For the few cases that do not respond to these conservative treatments, more aggressive treatments may be indicated. Injections around the coccyx, usually at the sacrococcygeal junction or around the sacrococcygeal ligaments, of local anesthetic with steroid can be both diagnostic and therapeutic [9]. Another approach is to target the ganglion impar, also known as the ganglion of Walther [10]. The ganglion impar is the pelvic portion of the sympathetic trunk located in the midline anterior to the sacrococcygeal junction. This block can be useful in refractory cases and cases associated with pelvic pain, as well as for pain associated with malignant neoplasms. Surgical procedures for the treatment of coccydynia have been reported consisting of surgical amputation of the coccyx just proximal to the sacrococcygeal junction [11]. However, this procedure may be associated with a high complication rate and failure to relieve the pain. Consequently, based on current available information, this procedure generally is not recommended [2].

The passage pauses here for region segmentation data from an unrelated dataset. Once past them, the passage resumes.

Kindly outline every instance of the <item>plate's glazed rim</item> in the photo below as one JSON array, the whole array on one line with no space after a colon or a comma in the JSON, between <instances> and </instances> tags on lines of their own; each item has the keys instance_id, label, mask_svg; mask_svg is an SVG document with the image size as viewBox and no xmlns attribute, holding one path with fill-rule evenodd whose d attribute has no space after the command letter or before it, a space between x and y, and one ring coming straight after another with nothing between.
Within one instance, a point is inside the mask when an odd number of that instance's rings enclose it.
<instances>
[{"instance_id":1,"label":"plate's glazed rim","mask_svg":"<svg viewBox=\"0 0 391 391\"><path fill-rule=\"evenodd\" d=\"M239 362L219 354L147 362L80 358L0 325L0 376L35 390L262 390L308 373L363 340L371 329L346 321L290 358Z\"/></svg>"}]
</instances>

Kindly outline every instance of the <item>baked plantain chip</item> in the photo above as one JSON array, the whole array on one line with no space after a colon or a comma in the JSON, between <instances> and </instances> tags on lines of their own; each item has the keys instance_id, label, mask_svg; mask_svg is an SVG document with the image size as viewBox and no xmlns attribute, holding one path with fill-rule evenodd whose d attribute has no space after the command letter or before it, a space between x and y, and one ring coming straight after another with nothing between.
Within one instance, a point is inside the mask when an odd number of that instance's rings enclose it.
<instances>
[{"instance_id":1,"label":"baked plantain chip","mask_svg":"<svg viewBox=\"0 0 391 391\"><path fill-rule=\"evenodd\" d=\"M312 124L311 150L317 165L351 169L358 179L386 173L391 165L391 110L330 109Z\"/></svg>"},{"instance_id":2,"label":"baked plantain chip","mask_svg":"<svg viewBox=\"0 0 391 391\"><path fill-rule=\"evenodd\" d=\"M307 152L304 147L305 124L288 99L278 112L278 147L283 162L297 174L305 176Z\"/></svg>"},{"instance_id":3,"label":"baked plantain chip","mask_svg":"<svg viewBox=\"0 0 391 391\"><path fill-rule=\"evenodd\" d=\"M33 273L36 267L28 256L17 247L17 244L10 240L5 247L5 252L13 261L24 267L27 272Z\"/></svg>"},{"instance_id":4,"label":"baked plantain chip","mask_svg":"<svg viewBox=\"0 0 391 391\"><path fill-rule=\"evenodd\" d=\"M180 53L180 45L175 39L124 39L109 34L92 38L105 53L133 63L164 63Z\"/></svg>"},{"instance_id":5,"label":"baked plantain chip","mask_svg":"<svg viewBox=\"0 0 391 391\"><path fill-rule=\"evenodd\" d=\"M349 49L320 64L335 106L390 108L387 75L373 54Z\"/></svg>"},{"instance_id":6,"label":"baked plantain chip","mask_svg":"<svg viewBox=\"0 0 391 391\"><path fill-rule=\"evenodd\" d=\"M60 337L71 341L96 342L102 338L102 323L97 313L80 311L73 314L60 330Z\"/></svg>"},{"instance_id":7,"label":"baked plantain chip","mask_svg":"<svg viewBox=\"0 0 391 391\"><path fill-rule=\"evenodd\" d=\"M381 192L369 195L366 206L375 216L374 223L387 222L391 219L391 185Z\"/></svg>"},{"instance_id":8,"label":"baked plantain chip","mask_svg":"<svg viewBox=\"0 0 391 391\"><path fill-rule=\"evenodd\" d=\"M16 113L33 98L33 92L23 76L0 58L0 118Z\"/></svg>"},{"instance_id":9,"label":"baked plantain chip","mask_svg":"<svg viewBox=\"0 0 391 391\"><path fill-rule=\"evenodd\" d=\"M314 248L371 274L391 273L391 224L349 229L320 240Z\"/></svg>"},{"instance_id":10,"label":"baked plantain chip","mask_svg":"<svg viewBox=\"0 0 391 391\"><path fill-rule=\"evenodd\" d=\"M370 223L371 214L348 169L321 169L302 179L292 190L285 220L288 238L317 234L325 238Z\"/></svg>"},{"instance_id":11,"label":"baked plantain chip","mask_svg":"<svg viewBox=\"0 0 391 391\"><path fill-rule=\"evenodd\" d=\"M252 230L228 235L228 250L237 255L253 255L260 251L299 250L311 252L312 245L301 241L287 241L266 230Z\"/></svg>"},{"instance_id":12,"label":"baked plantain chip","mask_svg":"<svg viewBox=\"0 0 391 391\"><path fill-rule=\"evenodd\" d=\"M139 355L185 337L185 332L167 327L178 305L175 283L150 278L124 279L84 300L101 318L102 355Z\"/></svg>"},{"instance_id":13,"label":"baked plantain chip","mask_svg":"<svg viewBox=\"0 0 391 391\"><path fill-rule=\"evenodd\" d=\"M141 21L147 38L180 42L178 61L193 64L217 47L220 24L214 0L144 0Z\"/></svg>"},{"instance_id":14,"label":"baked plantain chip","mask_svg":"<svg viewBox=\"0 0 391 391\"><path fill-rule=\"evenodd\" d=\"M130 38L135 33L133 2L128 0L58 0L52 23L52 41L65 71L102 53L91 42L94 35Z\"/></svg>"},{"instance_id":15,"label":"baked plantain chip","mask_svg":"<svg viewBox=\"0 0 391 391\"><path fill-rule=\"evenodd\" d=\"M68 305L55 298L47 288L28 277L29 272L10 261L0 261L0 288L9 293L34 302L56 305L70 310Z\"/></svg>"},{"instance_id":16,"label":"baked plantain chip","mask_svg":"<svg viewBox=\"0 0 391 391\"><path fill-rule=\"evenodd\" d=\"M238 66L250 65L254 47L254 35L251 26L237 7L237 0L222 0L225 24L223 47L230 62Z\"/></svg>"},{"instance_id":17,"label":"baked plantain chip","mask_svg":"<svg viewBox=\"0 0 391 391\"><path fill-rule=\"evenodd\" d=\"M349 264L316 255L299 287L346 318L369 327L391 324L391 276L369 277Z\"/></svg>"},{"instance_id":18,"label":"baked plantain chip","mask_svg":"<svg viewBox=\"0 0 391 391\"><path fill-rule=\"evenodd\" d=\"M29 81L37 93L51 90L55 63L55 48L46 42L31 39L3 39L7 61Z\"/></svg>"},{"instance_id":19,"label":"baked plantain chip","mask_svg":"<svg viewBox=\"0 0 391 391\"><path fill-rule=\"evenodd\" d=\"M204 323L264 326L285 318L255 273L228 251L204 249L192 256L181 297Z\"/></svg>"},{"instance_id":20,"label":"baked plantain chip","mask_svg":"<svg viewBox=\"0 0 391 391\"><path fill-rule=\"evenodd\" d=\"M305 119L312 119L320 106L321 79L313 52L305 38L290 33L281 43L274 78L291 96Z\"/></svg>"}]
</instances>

Recent case reports support the use of different neuromodulation techniques to treat refractory coccydynia. In 2008 Haider [12] reported on the use of conventional spinal cord stimulation to successfully treat a patient with chronic coccydynia. Another report by Vajramani et al. [13] described the successful use of high frequency 10 kHz spinal cord stimulation to the conus/cauda region in two patients with chronic coccydynia. Our report adds to this by describing the successful application of DRG stimulation for coccydynia. The DRG has been of interest to pain physicians for years since scientific evidence on spinal structures suggests that the DRG is an integral part of both nociceptive and neuropathic pain states [14]. The suggested mechanism of electrical stimulation of the DRG is a reduction of action potential conduction at the bifurcation (T-junction) of sensory neurons within the DRG, resulting in the reduction of perceived pain [15]. Most studies to date have focused on DRG stimulation for neuropathic pain states [14]. Both neuropathic and nociceptive components are believed to contribute to chronic coccydynia [3], and the instrumental role of the DRG in both pain states may explain the positive results achieved in the present case.

3.1. Conclusion

We successfully used DRG stimulation to treat chronic coccydynia. Future studies need to corroborate the effectiveness of DRG stimulation for this indication.

Conflicts of Interest

The authors declare that they have no conflicts of interest.